Mirlitons (pronounced MEL-lee-tawns or MER-lee-tawns) are a type of squash found growing wild and in backyards throughout southern Louisiana. They're pale green, with a delicate flavor and a large, dence central seed. In other parts of the country, they're called chayote squash. I've used them as the primary ingredient in this variation on the classic ratatouille that I find very tasty.

If you don't want to grill the mirlitons and eggplant, you can instead brush them with olive oil and bake them on a sheet pan until half-cooked.

Cut the mirlitons in half and scoop out the seed, then slice into 1/2" slices. Peel the eggplant and slice into 1/2" slices. Slice the onions crossways 1/4" thick, then cut each slice in half to end up with semicircular pieces of onion. Core and seed the peppers and chop into 1/2" dice. Chop the garlic. Prepare the tomato concassé.

Brush the mirliton and eggplant slices with olive oil and grill (or bake) until about half-cooked. (Some nice cross-hatch grill marks would be particularly nice.) Sauté the onions and peppers in the remaining olive oil until half-cooked. Add the garlic, and sauté for one additional minute.

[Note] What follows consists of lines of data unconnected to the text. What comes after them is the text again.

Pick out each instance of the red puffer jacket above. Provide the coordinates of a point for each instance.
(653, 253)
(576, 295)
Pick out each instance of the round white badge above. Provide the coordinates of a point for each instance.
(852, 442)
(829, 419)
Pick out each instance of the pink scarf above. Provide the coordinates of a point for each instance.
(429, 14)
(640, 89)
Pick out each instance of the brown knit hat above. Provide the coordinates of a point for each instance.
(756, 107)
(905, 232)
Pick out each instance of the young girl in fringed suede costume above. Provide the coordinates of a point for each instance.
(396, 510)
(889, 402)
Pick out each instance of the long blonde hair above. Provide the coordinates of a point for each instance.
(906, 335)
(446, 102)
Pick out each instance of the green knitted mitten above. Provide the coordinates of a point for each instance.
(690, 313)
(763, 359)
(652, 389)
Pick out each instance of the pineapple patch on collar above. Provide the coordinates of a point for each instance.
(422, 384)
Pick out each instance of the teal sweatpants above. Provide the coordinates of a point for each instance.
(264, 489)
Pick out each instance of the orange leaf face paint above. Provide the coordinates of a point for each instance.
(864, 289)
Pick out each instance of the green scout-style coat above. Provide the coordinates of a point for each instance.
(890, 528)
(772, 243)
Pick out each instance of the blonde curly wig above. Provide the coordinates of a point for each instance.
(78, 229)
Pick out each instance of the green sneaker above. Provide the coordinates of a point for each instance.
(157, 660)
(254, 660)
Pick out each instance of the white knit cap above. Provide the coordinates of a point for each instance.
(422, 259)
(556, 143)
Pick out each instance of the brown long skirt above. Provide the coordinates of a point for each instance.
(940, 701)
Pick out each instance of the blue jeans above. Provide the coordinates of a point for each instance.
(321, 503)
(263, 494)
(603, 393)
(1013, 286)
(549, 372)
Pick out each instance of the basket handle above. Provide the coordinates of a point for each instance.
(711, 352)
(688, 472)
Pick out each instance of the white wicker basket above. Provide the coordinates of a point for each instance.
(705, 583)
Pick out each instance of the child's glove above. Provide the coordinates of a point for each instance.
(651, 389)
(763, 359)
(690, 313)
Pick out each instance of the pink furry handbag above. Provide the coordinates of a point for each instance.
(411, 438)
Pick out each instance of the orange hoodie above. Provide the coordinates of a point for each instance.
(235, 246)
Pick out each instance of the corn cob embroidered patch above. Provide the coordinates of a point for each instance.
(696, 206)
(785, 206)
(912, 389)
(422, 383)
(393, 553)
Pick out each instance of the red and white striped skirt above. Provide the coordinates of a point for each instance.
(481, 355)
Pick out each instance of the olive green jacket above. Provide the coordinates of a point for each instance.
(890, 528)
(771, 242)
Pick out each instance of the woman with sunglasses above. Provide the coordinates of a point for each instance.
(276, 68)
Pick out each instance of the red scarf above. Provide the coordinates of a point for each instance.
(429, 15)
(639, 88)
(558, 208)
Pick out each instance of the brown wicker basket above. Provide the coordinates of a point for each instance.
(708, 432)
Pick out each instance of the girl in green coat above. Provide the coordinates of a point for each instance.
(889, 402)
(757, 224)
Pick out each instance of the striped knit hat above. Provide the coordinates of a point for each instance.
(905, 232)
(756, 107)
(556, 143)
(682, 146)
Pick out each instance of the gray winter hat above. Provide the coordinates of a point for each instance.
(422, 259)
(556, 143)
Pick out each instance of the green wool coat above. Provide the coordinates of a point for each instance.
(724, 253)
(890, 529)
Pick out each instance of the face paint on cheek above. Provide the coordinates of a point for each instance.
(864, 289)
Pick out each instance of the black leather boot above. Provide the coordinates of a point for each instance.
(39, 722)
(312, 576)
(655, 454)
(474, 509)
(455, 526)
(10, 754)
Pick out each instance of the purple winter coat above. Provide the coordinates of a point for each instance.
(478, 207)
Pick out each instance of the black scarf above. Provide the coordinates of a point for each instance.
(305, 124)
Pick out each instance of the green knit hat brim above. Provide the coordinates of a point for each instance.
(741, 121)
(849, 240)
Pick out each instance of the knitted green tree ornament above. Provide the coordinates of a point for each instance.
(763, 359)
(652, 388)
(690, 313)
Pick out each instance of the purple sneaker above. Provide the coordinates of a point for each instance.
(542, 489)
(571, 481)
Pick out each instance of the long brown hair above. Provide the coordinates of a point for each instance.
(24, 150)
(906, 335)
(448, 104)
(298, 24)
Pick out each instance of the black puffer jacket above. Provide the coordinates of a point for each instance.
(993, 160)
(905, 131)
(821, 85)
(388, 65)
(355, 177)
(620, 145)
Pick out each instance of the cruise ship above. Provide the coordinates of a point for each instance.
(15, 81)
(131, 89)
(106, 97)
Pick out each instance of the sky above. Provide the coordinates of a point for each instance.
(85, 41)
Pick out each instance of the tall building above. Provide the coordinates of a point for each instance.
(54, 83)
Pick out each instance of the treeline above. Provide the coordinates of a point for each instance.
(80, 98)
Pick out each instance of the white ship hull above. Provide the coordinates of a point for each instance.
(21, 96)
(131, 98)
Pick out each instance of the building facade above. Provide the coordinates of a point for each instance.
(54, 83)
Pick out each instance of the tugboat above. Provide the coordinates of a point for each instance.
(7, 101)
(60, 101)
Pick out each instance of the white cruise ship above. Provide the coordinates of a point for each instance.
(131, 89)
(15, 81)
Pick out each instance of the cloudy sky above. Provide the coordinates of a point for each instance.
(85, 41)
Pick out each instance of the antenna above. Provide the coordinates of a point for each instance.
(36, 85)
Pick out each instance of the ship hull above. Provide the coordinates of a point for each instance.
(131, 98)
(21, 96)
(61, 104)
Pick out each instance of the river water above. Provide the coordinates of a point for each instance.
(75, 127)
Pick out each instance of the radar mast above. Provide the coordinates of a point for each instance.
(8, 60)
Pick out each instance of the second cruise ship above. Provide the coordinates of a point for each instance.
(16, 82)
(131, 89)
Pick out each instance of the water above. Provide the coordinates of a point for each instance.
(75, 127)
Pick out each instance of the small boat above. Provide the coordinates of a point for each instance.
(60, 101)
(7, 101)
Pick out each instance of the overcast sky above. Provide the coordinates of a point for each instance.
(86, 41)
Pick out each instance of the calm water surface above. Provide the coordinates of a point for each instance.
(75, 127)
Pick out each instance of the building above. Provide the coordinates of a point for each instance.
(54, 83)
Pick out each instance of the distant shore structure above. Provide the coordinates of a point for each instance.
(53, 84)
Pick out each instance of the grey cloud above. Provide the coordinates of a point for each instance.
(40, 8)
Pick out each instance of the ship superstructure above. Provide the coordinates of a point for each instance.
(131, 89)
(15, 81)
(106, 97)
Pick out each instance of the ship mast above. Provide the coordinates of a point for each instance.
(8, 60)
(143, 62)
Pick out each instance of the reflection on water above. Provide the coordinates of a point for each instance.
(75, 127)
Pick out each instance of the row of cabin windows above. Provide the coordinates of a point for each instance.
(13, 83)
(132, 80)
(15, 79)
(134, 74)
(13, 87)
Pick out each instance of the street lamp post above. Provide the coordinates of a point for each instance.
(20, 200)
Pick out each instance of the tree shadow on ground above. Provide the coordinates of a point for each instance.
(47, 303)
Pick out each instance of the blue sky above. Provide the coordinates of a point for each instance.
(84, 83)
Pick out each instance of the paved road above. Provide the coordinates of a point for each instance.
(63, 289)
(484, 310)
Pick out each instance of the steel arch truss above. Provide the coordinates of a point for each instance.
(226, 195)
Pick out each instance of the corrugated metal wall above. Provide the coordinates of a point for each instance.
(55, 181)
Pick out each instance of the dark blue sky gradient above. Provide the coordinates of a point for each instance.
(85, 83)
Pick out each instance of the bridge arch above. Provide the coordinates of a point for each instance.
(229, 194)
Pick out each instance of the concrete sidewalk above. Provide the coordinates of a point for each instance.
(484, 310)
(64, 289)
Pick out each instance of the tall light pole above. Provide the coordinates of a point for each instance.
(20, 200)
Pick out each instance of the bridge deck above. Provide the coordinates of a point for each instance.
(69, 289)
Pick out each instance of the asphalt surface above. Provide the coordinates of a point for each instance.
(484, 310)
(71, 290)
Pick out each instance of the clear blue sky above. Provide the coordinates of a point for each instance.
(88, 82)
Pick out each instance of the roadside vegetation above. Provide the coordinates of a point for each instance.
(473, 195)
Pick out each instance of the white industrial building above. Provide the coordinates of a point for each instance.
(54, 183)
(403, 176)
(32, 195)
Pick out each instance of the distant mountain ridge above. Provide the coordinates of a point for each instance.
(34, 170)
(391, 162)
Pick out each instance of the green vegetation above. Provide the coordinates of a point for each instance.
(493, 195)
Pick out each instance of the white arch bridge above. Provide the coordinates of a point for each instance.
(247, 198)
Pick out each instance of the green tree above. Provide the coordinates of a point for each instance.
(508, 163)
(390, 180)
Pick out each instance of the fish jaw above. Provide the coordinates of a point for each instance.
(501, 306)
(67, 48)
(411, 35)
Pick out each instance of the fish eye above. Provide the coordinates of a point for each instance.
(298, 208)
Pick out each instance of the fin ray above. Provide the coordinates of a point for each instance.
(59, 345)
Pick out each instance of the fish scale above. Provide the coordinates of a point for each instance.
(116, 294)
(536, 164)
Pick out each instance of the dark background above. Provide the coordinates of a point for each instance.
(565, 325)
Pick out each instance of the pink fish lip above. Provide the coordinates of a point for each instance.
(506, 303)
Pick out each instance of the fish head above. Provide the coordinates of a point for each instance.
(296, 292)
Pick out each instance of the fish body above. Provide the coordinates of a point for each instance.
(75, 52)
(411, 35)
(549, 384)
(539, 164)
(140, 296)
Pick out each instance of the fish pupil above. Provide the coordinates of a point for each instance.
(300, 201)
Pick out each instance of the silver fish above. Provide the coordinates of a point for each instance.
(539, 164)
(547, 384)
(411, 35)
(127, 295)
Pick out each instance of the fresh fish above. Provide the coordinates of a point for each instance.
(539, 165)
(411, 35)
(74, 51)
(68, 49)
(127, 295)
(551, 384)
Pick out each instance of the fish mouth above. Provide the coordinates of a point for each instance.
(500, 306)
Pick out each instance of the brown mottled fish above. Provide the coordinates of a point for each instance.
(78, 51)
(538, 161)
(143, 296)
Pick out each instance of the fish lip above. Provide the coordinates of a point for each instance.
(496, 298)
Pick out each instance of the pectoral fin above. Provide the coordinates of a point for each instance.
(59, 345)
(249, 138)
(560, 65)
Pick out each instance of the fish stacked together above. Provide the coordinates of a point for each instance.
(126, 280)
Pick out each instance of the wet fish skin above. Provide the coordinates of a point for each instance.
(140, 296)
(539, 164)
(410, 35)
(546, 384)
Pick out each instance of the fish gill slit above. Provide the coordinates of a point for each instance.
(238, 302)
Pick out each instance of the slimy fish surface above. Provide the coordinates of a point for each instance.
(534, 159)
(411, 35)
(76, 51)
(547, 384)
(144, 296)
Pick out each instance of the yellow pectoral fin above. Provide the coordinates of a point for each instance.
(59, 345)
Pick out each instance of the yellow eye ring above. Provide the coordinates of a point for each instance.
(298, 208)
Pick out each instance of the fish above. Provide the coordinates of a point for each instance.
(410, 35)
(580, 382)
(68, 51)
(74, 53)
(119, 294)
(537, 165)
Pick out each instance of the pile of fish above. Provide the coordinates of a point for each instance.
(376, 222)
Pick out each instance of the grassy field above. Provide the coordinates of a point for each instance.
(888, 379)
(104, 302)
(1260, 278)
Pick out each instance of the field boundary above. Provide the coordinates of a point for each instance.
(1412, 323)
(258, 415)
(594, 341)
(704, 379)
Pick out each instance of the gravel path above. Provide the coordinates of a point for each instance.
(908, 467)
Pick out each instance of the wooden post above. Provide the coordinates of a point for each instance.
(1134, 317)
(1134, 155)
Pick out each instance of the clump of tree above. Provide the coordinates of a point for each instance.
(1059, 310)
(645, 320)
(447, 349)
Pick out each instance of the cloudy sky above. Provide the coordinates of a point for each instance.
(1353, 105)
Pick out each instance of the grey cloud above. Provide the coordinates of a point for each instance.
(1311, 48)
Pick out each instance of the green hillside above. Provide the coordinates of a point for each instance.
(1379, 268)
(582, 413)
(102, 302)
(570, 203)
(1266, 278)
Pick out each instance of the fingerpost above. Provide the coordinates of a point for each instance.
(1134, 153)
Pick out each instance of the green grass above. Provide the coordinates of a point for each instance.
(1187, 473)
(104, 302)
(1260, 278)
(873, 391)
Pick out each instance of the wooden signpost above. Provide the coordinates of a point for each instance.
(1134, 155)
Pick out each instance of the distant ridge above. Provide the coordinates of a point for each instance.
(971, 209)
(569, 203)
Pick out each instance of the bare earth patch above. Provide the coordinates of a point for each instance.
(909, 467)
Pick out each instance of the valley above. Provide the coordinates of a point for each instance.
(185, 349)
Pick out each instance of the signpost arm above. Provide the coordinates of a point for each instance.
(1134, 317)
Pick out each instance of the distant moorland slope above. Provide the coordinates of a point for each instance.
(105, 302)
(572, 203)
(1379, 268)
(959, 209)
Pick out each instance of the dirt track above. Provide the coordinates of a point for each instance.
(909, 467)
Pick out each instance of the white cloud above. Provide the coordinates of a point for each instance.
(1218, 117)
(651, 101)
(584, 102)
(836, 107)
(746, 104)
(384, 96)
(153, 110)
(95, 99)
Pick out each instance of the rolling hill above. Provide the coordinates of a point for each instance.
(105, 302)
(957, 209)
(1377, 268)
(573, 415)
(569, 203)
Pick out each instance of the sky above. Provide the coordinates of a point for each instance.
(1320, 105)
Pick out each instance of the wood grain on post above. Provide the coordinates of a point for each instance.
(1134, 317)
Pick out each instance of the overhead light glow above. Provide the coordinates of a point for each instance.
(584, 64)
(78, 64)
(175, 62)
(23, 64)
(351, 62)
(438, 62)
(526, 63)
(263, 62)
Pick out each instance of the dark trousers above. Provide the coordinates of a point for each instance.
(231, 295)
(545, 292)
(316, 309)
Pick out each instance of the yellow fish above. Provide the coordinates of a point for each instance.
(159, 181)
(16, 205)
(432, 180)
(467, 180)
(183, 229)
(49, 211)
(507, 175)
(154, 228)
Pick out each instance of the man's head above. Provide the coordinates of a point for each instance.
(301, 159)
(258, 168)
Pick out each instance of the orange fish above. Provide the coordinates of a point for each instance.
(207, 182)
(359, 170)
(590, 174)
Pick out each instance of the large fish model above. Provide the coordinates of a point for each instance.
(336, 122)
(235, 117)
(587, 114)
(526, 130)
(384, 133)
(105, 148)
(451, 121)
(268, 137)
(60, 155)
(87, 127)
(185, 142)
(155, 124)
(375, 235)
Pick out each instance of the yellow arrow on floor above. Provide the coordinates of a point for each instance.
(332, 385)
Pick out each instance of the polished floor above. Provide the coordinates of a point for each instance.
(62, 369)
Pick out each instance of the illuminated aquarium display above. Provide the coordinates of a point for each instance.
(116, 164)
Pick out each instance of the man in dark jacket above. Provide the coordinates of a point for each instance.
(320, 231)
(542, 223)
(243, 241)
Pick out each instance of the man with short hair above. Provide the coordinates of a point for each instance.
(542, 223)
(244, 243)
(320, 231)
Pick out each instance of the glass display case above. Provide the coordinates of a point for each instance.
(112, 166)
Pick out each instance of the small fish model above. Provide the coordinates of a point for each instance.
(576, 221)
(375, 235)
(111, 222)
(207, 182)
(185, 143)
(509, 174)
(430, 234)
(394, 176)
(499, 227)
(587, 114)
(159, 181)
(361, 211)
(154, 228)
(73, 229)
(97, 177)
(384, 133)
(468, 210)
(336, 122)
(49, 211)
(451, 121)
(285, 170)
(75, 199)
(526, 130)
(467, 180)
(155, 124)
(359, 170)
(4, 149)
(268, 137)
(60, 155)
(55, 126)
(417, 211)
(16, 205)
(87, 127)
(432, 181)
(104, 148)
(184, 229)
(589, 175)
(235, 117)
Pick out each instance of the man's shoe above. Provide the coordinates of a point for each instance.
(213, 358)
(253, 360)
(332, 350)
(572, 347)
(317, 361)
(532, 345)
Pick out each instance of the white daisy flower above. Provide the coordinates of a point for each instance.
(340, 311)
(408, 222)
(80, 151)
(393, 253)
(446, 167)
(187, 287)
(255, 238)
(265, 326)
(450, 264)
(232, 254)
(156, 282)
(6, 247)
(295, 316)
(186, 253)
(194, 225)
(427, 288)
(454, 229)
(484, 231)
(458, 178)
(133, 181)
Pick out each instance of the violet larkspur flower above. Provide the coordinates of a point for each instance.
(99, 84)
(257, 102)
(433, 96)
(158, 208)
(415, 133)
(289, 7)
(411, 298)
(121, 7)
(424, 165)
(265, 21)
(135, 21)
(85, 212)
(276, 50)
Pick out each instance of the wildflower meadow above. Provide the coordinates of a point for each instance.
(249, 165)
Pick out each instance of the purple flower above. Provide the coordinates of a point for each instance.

Cut the grilled mirliton and eggplant slices into large dice. Combine all the vegetables and seasonings into a brazier or heavy saucepan. Cover and cook in a 350°F oven for about 30 minutes, or until the vegetables are tender and the flavors are well-blended. If the vegetables are too juicy, cook uncovered on the stove top for a few minutes to reduce, stirring frequently to avoid scorching.

Adjust seasonings. Serve hot or cold.

YIELD: About 20 four-ounce portions.